Subject to a few exceptions, Ontario law has historically permitted testators the freedom to choose their beneficiaries. However, a decision last year, which is currently under appeal to the Court of Appeal for Ontario, has the potential to significantly encroach upon testamentary freedom.
The Ontario Superior Court of Justice decision in Spence v. BMO Trust Company
, 2015, ONSC, 615 (CANLII) (“Spence”), may cause will drafting solicitors pause to consider whether a testator’s wishes to exclude a beneficiary may be motivated by or grounded in racial discrimination.
In Spence, the Court found a will to be invalid on the basis that the testator was motivated by racism and that this offended public policy, notwithstanding that the will itself contained no statements about race or, for that matter, any statements that would contravene public policy.
The testator was a rector who had two daughters namely, Verolin and Donna. The evidence before the Court suggested that Verolin lived with her father from time to time, was close to him, and provision was previously made for her in her father’s will. However, the relationship between Verolin and the testator ended when Verolin advised the testator that she was pregnant and that the father of the child was Caucasian. The testator and his daughter were black.

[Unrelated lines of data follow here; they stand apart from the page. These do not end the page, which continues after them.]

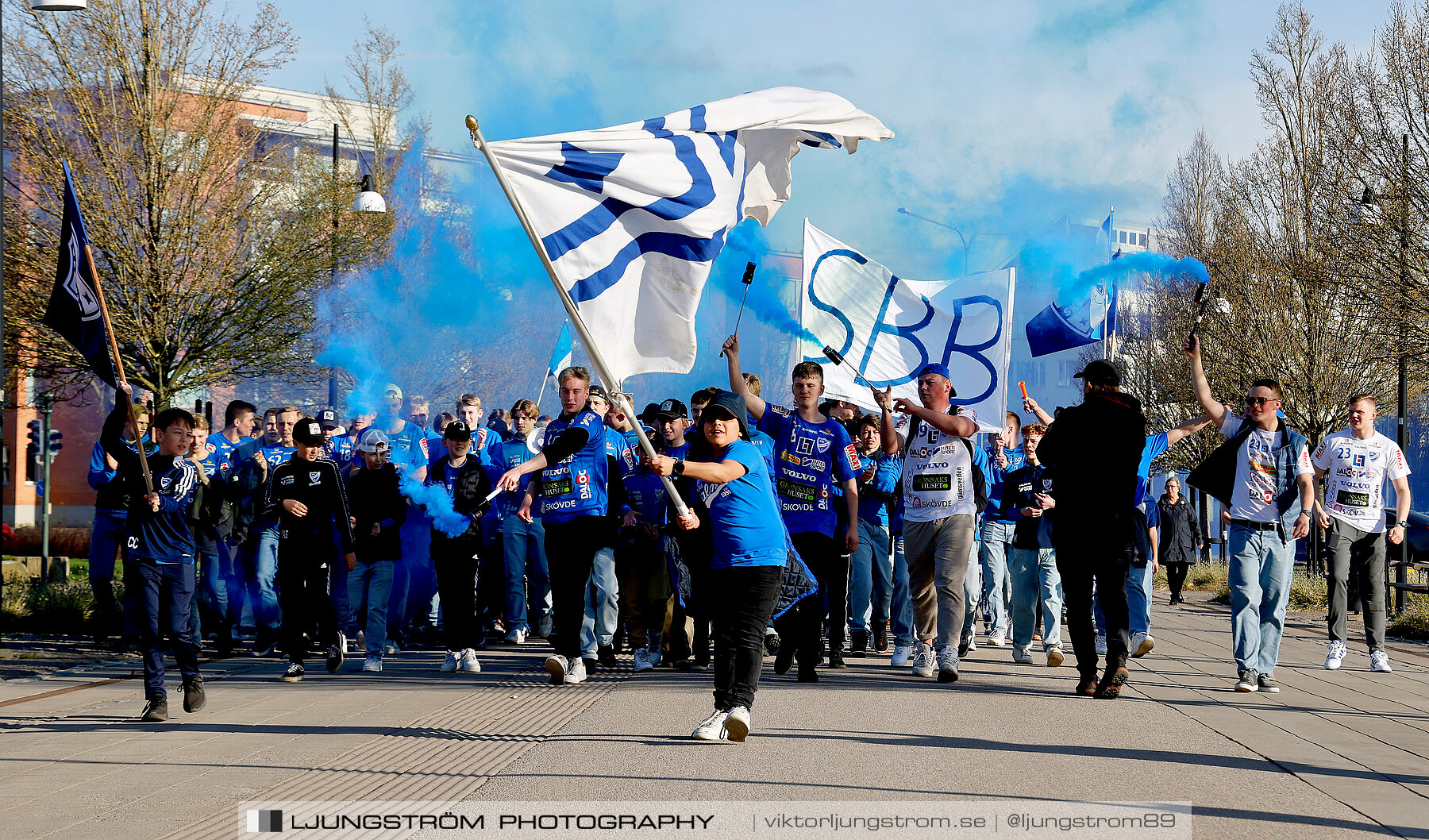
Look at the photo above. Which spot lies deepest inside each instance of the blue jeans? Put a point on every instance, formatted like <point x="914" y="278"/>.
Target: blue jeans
<point x="993" y="561"/>
<point x="1035" y="575"/>
<point x="523" y="546"/>
<point x="900" y="609"/>
<point x="1261" y="569"/>
<point x="369" y="586"/>
<point x="105" y="541"/>
<point x="602" y="603"/>
<point x="260" y="573"/>
<point x="164" y="588"/>
<point x="1138" y="599"/>
<point x="871" y="577"/>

According to Verolin’s evidence and that of a neighbour, the testator, due to the race of her son’s father, was motivated to change his will to exclude Verolin and include his other daughter and her two sons, as the father of those sons was black. The will stated that the reason for Verolin’s exclusion was that she had no communication with the testator for several years and had shown no interest in him. On the face of the will, there appeared to be no ambiguity or uncertainty. In setting aside the will, which resulted in an intestacy, the Court looked not at the intention of the testator, as this appears to have been clear in the will, but at the reason (beyond the reason stated in the will) as to why the testator excluded Verolin.
Historically, Courts have recognized a broad discretion on the part of testators to choose beneficiaries, subject only to a few exceptions. In the event of inadequate support for dependents, schemes to benefit from crimes, Perpetuities Act
and creditor protection considerations, Courts have intervened. While there have been rare cases where Courts have intervened on public policy grounds to disallow property dispositions on discriminatory grounds, the decision to invalidate a will based upon discriminatory motives for the testamentary disposition of property seems to have taken the common law into new territory.
What is also of note in the Spence case is that the property rights in question were private in nature. This is interesting as there are other instances where certain allowances are made for sanctioned public discrimination, not on the basis of race, but on the basis of religion. For example, certain cases and legislative provisions seem not to restrict funding or charitable trusts that promote certain religions and even certain discriminatory beliefs with respect to marriage.
While some may say that the decision in Spence would apply only in rare circumstances, the Spence case was preceded by only several months with the New Brunswick Queens Bench case of McCorkill v. McCorkill Estate
, 2014, NVQB 148, affirmed 2015 CANLII 14497 (NBCA) (“McCorkill”) where it had been noted that the case was unusual. In McCorkill, once again there was no ambiguity in that the will provided for a specific legacy to an organization considered to be racist. In other words, the McCorkill decision essentially provided that the testator cannot give to a beneficiary on the basis of racism and the Spence decision provides that a testator cannot exclude a beneficiary on the basis of racism.
The Spence decision has been argued at the Court of Appeal and a decision is pending. It will be interesting to see how far the Court of Appeal is prepared to let Courts go in policing and supervising the motivation of the choices made by testators. Until such time as we see the Court of Appeal decision, it may be wise for drafting solicitors who suspect racial motivations for their clients’ choices to explain the risks before drafting the will.